Bawaslu Kota Surabaya Gelar Upacara Peringatan Hari Lahir Pancasila Tahun 2026
|
Surabaya - Bawaslu Kota Surabaya menyelenggarakan Upacara Peringatan Hari Lahir Pancasila pada Senin (01/06/2026) pagi. Upacara ini dihadiri langsung oleh Jajaran Pimpinan Bawaslu Kota Surabaya, Kepala Sekretariat, Kepala Sub Bagian, serta seluruh staf struktural. Tidak hanya diikuti oleh pegawai internal, para mahasiswa yang sedang melaksanakan program magang di lingkungan Bawaslu Kota Surabaya juga turut berbaris rapi mengikuti jalannya upacara dengan penuh antusiasme.
Dalam pelaksanaan upacara kali ini, Kepala Sekretariat Bawaslu Kota Surabaya, Trimuda Ancas Wicaksono, bertindak langsung sebagai komandan upacara. Sementara itu, posisi Inspektur Upacara diamanatkan kepada Anggota Bawaslu Kota Surabaya, Teguh Suasono Widodo, yang memimpin jalannya kegiatan tersebut hingga selesai.
Pada kesempatan itu, Teguh Suasono Widodo selaku inspektur upacara membacakan amanat tertulis dari Kepala Badan Pembinaan Ideologi Pancasila (BPIP) Republik Indonesia. Mengusung tema “Pancasila Pemersatu Bangsa, Fondasi Perdamaian Dunia”, pidato tersebut menekankan bahwa Pancasila bukan sekadar seremoni tahunan, melainkan pemantik api refleksi bagi seluruh insan tanah air.
Dalam pidato yang dibacakan Teguh, disampaikan bahwa Pancasila terbukti menjadi bintang penuntun sekaligus jangkar moral di tengah ketidakpastian dunia dan ancaman fragmentasi global. Keberadaan ideologi ini berhasil menyatukan keberagaman Indonesia yang terdiri atas 17.000 lebih pulau dan ratusan etnik ke dalam satu ikatan kebangsaan yang kokoh.
Lebih lanjut, amanat Kepala BPIP tersebut menegaskan peran aktif Indonesia di kancah internasional yang berlandaskan politik luar negeri bebas aktif. Melalui implementasi sila kedua, Kemanusiaan yang Adil dan Beradab, Indonesia berkomitmen mewujudkan perdamaian dunia nyata melalui pengiriman pasukan perdamaian PBB dan mediasi konflik regional.
Melalui mimbar upacara, Bawaslu Kota Surabaya juga meneruskan ajakan BPIP kepada seluruh elemen bangsa, khususnya generasi muda, untuk menjadikan Pancasila sebagai living ideology (ideologi yang hidup). Seluruh jajaran aparatur negara, termasuk para pembuat kebijakan, diminta memastikan setiap keputusan yang lahir selalu berlandaskan keadilan sosial tanpa ada rakyat yang ditinggalkan.
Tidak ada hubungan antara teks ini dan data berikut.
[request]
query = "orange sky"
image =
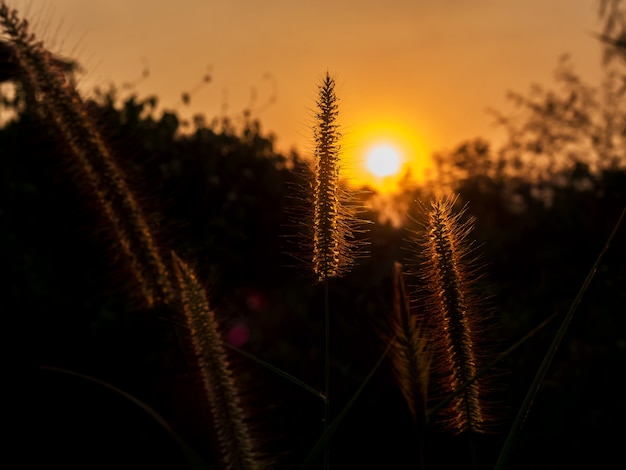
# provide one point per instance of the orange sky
(421, 73)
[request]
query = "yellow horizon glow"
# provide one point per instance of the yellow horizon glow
(383, 160)
(386, 136)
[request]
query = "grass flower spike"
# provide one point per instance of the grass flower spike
(328, 243)
(452, 309)
(234, 438)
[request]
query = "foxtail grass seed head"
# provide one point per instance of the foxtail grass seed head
(334, 219)
(237, 447)
(410, 352)
(59, 104)
(326, 237)
(453, 309)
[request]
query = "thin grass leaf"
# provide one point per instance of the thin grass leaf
(547, 360)
(277, 371)
(195, 461)
(322, 442)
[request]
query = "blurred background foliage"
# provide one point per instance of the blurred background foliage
(220, 195)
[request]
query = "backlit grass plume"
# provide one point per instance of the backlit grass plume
(411, 357)
(236, 445)
(60, 106)
(452, 309)
(330, 256)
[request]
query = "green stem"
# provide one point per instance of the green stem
(326, 371)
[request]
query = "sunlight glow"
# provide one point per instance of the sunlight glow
(384, 155)
(383, 160)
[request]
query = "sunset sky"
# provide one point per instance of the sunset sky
(417, 75)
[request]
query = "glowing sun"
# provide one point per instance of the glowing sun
(383, 160)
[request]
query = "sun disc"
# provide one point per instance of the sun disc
(383, 160)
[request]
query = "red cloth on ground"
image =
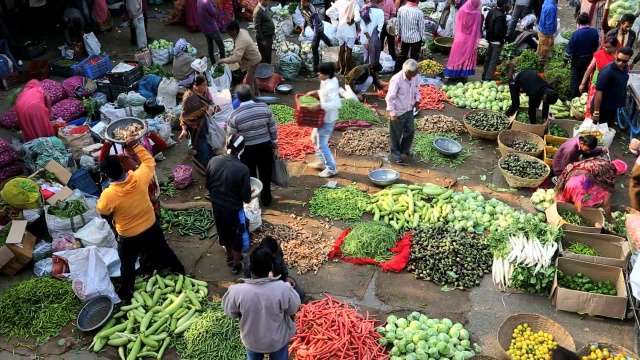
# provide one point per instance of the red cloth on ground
(33, 112)
(396, 264)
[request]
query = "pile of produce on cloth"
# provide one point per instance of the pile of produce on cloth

Upacara Peringatan Hari Lahir Pancasila tahun 2026 di lingkungan Bawaslu Kota Surabaya ini ditutup dengan pekikan merdeka dan Salam Pancasila yang diikuti oleh seluruh peserta. Momentum ini diharapkan dapat meneguhkan kembali komitmen kebangsaan serta memperkuat nilai-nilai kemanusiaan dalam menjalankan tugas pengawasan di Kota Pahlawan.